ATHENS (Reuters) - Thousands of Greeks took to the streets of Athens on Wednesday to support their new anti-austerity government which was locked in tough negotiations with euro zone partners in Brussels.
Satellite demonstrations were expected in Brussels, at the European Central Bank in Frankfurt and elsewhere in Europe.
Standing in front of parliament, protesters unfurled banners reading “Bankrupt but Free” and “Stop Austerity, Support Greece, Change Europe.”
Greece’s government, led by the radical left-wing Syriza party, won power last month on a wave of anger over austerity imposed under a European Union/International Monetary Fund bailout program.
Prime Minister Alexis Tsipras tweeted a picture of the Athens protest, saying: “In the cities of Greece and Europe the people are fighting the negotiation battle, They are our strength.”
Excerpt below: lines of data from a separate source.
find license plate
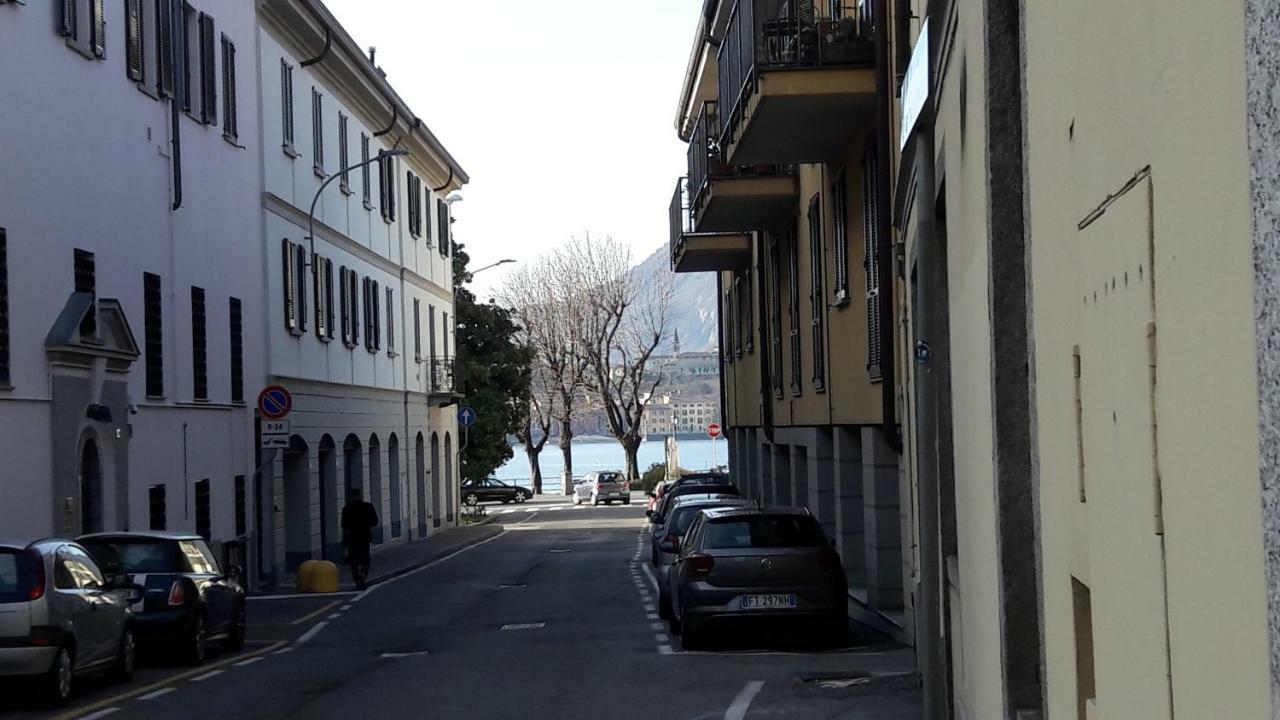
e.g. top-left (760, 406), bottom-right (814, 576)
top-left (740, 593), bottom-right (797, 610)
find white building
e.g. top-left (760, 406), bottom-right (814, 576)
top-left (256, 0), bottom-right (466, 581)
top-left (672, 396), bottom-right (719, 435)
top-left (0, 0), bottom-right (263, 557)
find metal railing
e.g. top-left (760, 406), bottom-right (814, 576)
top-left (717, 0), bottom-right (876, 152)
top-left (669, 177), bottom-right (692, 268)
top-left (687, 101), bottom-right (719, 213)
top-left (429, 357), bottom-right (458, 395)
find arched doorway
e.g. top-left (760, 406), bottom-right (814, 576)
top-left (368, 434), bottom-right (383, 544)
top-left (430, 433), bottom-right (441, 528)
top-left (415, 433), bottom-right (427, 537)
top-left (79, 437), bottom-right (103, 534)
top-left (444, 433), bottom-right (454, 524)
top-left (388, 434), bottom-right (402, 539)
top-left (319, 435), bottom-right (338, 561)
top-left (343, 434), bottom-right (364, 500)
top-left (284, 436), bottom-right (311, 571)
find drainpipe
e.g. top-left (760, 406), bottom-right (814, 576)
top-left (168, 0), bottom-right (183, 211)
top-left (874, 0), bottom-right (901, 454)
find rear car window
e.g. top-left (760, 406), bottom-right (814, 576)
top-left (82, 540), bottom-right (185, 574)
top-left (671, 506), bottom-right (713, 536)
top-left (0, 550), bottom-right (27, 603)
top-left (705, 516), bottom-right (827, 549)
top-left (598, 472), bottom-right (624, 484)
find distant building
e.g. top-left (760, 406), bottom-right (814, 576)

Finance Minister Yanis Varoufakis was attending a meeting of his euro zone peers in Brussels to press for a new debt deal and an end to many of the tough reforms required by the bailout deal.
Protesters in Athens singled out German Chancellor Angela Merkel, who has led demands for Athens to keep promises made by the last conservative-led government under the deal.
“We’re here to support our government’s decision. We are against austerity and the bailout. You can’t live on 500 euros a month. We hate Merkel because Germany is responsible for the crisis here,” said one of the demonstrators, Angela Dimou.
A poll on Tuesday showed 75 percent support in Greece for the government’s stance. However, Greece’s EU partners have shown little sign of meeting the demands from Athens.